Education B.Tech Chemical Engineering, Indian Institute of Technology, Madras (IITM), India (2010).
Lab Duties Group representative for Chemical Engineering Graduate Students’ Action Committee
My thesis focuses on the dynamics of the tear film in the presence of contact lenses. The tear film covers the surface of the eye, protecting and lubricating the cornea. However, extended wear of contact lenses can often lead to ocular discomfort and irritation, and my work attempts to understand how the tear film is related to this process.
Influence of interfacial rheology on drainage:
Thin lubrication flows accompanying drainage from curved surfaces surround us (e.g., the drainage of the tear film on our eyes). These draining aqueous layers are normally covered with surface-active molecules that render the free surface viscoelastic. The non-Newtonian character of these surfaces fundamentally alters the dynamics of drainage. We show that increased film stability during drainage can occur as a consequence of enhanced surface rheology. Increasing the surfactant layer viscosity decreases the rate of drainage; however, this retarding influence is most pronounced when the insoluble surfactant layer has significant elasticity. A simple theoretical model that offers qualitative support to our experimental findings is also investigated.

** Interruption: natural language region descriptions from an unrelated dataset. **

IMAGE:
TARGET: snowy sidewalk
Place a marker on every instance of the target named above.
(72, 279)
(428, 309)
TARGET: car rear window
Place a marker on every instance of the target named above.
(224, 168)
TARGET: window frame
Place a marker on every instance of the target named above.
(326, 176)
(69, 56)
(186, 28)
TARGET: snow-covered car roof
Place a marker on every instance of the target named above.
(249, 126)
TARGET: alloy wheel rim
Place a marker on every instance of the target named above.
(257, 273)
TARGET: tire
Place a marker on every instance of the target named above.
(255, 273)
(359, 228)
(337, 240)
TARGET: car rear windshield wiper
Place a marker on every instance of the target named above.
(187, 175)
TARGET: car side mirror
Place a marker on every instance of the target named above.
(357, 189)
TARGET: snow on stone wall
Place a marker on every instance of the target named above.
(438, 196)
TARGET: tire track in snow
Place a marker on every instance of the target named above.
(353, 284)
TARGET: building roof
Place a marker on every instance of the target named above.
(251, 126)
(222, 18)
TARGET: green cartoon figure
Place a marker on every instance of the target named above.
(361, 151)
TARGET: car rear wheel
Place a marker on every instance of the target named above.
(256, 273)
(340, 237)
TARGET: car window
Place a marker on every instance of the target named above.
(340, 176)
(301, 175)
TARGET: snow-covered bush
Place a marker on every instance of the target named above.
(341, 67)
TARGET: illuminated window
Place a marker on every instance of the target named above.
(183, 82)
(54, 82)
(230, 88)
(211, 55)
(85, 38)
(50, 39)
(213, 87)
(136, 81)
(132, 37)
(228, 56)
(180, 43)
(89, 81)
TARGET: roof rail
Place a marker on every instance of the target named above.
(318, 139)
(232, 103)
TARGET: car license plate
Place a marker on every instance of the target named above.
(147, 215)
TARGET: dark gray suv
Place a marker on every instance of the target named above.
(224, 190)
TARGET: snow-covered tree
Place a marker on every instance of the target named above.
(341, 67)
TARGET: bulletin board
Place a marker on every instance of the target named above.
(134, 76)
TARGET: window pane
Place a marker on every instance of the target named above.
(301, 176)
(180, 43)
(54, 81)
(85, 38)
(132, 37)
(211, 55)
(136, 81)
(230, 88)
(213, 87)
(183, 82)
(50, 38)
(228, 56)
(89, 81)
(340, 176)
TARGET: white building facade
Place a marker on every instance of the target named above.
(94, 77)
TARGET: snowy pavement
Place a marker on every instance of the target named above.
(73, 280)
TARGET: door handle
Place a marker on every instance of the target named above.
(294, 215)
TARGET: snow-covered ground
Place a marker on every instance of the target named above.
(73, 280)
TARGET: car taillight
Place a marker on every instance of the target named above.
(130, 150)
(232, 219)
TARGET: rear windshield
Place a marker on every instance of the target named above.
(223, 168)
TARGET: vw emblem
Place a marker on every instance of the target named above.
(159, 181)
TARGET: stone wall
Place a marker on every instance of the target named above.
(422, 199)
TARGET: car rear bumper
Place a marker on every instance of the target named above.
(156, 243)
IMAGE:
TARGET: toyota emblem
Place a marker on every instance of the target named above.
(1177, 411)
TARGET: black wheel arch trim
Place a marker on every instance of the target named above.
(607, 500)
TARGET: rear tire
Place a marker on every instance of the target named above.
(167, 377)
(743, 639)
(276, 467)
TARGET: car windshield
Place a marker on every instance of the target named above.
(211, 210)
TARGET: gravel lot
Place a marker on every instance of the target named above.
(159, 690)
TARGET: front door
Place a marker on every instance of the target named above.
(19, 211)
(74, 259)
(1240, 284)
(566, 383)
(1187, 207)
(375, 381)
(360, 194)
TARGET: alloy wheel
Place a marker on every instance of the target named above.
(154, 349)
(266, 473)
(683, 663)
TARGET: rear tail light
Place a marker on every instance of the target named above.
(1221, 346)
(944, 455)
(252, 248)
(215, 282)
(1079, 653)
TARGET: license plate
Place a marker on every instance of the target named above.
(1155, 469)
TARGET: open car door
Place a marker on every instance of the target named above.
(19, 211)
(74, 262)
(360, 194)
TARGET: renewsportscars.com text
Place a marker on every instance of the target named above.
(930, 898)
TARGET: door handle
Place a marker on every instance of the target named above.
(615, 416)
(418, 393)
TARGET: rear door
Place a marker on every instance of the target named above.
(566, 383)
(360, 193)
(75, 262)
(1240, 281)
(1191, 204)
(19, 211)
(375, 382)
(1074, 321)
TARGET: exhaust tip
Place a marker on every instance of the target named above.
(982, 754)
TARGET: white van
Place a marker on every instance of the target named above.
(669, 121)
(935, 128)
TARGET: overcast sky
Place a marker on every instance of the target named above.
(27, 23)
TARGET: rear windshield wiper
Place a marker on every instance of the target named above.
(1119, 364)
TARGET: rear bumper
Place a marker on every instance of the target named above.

Figure 1: Schematic of drainage on a contact lens
Figure 2: Photograph (L) and schematic (R) of the drainage setup.
A contact lens is placed on a titanium dome (inset). Both are initially submerged in the water filled Langmuir trough (white, Teflon container). Insoluble surfactants (DPPC, meibum) are then spread at the air–liquid interface and compressed using the barrier to the desired surface pressure. Surface pressure is monitored using a Wilhelmy plate connected to a surface pressure sensor (1). The lens is then elevated through the air–liquid interface using a computer controlled motorized stage (2) which captures a thin layer of fluid coated with the insoluble material. A high-speed interferometer (3) captures the thickness of the aqueous layer on the lens as a function of time at the apex of the lens (θ = 0).
|Influence of interfacial rheology on drainage from curved surfaces (M Saad Bhamla, Caroline E Giacomin, Caroline Balemans, Gerald G Fuller), In Soft Matter, The Royal Society of Chemistry, 2014. [bibtex] [pdf] [doi]|
Lipid Deposition on Silicone Hydrogel Contact Lenses
Insoluble lipids serve vital functions in our bodies and can interact with various biomedical devices, e.g. the tear film on a contact lens. Over a period of time, these naturally occurring lipids form interfacial coatings leading to a modification of the wettability characteristics of these foreign synthetic surfaces. To characterize these lipid-depositions and their consequences, we deposit insoluble phospholipid and cholesterol monolayers onto silicone hydrogel substrates using a modified Langmuir- Schaefer technique. Additionally, the dewetting instability of thin aqueous films is used to measure the wetting characteristics of these lipid-decorated surfaces.
Figure 3: Fluorescently tagged DPPC (6 mN/m) coated on a silicone hydrogel lens surface.
Figure 4:Photograph (L) and schematic (R) of the deposition/dewetting setup.
Tear Film Instability on Hydrogel Surfaces
The tear film undergoes thinning due to a combination of processes such as evaporation, capillary forces and osmotic driven fluxes. Eventually, at a critical thickness, the tear film becomes unstable and can break up, leading to dewetting of the substrate. We are currently investigating this phenomenon using a custom in-house optical setup.